Paper Structure (28 sections, 10 equations, 5 figures, 3 tables)

This paper contains 28 sections, 10 equations, 5 figures, 3 tables.

Figures (5)

  • Figure 1: A comparative analysis of human and model focus in avian classification. Left: Visualization of human attention distribution during bird classification. Right: Decision path of ViTree with highlighted patches, reflecting localized regions of interest. Conjunction of human focus and model patches are marked with checkmark, demonstrating consistency of cognitive approach between human and model.
  • Figure 2: Illustration of the proposed ViTree pipeline. Purple: The vision transformer module. It takes the raw images as input and output primary extracted features. Yellow: The neural tree module.

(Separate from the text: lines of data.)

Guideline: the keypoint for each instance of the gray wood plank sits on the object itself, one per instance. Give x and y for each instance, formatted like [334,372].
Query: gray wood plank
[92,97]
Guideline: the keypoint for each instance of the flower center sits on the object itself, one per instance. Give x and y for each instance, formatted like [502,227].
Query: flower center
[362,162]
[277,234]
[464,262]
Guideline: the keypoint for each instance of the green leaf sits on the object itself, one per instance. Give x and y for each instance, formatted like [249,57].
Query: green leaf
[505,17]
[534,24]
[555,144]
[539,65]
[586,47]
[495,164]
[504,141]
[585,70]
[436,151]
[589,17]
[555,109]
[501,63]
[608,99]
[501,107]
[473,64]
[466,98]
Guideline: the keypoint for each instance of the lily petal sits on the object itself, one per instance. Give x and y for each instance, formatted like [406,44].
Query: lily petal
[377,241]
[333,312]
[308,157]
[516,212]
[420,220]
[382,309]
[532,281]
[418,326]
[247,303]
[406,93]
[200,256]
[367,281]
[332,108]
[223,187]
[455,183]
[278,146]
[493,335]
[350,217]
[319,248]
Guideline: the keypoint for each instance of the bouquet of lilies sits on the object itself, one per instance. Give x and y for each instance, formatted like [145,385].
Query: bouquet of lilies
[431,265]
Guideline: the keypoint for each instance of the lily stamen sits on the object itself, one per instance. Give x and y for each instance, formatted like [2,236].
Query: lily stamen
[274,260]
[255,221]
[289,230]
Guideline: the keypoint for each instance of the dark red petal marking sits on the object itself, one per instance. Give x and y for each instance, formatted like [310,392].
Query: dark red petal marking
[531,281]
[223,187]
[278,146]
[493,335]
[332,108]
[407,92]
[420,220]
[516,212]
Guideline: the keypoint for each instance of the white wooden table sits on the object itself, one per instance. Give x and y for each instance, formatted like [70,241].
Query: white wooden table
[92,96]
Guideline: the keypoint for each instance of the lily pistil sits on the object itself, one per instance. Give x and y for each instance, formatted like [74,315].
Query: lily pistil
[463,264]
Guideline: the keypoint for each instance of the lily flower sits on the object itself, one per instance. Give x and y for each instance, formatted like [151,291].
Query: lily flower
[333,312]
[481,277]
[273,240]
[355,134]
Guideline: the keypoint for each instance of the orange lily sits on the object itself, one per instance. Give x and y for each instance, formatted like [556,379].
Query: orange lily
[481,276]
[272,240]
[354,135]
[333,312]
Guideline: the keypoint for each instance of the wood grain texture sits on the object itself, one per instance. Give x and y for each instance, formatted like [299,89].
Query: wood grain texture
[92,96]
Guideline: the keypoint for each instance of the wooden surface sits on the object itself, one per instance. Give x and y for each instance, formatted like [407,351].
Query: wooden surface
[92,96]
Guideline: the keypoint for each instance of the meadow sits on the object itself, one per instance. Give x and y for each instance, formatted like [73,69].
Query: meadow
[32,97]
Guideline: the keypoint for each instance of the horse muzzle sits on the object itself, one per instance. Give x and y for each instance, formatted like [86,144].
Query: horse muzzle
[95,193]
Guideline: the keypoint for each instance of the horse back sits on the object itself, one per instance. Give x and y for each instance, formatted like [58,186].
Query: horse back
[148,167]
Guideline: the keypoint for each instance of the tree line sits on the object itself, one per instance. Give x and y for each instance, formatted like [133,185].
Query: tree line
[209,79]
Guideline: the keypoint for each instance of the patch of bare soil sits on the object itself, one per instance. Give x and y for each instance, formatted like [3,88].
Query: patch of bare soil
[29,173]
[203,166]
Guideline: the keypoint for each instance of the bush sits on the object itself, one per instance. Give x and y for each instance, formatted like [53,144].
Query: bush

The left part is a sketch of a tree and the right part is an example of parent-to-child representation learning process.
  • Figure 3: Confusion matrix on CUB-200-2011.
  • Figure 4: Effect of tree depth on CUB-200-2011.
  • Figure 5: ViTree's proficiency in capturing key classifying attributes in accordance with human among bird species: The upper part illustrates the model's patch selections along the decision path. Highlighted in red, these selected patches are labeled with their order on the image, and listed to the right of the figure. The lower part provides a summary of ChatGPT's insights on distinctive human-observable traits for each species. Notably, these traits align closely with our model's focal points, underscoring a robust harmony between our model's internal logic and human perspectives.